January 22, 2015 — This time of year, thousands of gray seals are drawn to the Cape and Islands to breed and give birth: So are researchers who converged last week on Muskeget Island, a remote scrap of sand and scrub brush off Nantucket, and the largest pupping site in the U.S.
This time of year, thousands of gray seals are drawn to the Cape and Islands to breed and give birth.
So are researchers, 30 of whom converged last week on Muskeget Island, a remote scrap of sand and scrub brush off Nantucket, and the largest pupping site in the U.S.; and on Monomoy Island off Chatham, where a large seal colony now produces hundreds of pups.
This was the third year of a long term study on the health, behavior and habitat of the local gray seal population.
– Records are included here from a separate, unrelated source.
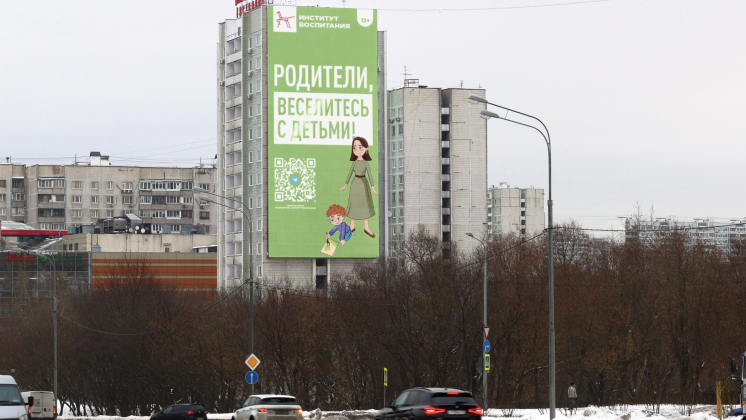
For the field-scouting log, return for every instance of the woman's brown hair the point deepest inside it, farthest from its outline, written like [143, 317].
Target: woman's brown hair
[363, 143]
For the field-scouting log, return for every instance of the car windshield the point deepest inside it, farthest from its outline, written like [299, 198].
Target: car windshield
[9, 395]
[278, 401]
[444, 399]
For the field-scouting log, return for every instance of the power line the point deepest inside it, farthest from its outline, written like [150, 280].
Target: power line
[475, 9]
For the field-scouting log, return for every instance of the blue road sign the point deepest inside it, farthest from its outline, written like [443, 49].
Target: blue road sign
[252, 377]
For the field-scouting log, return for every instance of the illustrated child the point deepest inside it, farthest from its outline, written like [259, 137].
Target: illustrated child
[337, 216]
[360, 205]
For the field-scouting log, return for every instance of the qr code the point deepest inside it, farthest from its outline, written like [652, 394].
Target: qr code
[295, 179]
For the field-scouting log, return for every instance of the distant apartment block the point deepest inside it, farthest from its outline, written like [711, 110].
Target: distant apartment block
[515, 210]
[707, 230]
[57, 197]
[436, 165]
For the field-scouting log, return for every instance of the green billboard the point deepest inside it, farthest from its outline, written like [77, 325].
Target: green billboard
[322, 77]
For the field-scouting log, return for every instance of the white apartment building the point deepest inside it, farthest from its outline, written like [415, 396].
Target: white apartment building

The study is meant to help answer questions posed by scientists and others about the effects of an expanding seal population on natural resources, fish stocks and other seal species. Others would like to know the upper limit of the seal population's explosive growth, since seals attract great white sharks to beaches also used by humans.
“What is happening with the population growth rate? How is it expanding? What is their ecological impact on fishery resources? These are some of the things we have placed a high priority on,” said Gordon Waring, the head of the seal research program at the National Marine Fisheries Service’s Northeast Fisheries Science Center in Woods Hole. Collaborators from aquariums, universities, conservation groups and federal agencies worked at the two sites.
Additionally, researchers from the Massachusetts Institute of Technology have been looking at the flu virus and other infectious diseases in seals to study how diseases are transmitted from animals to humans.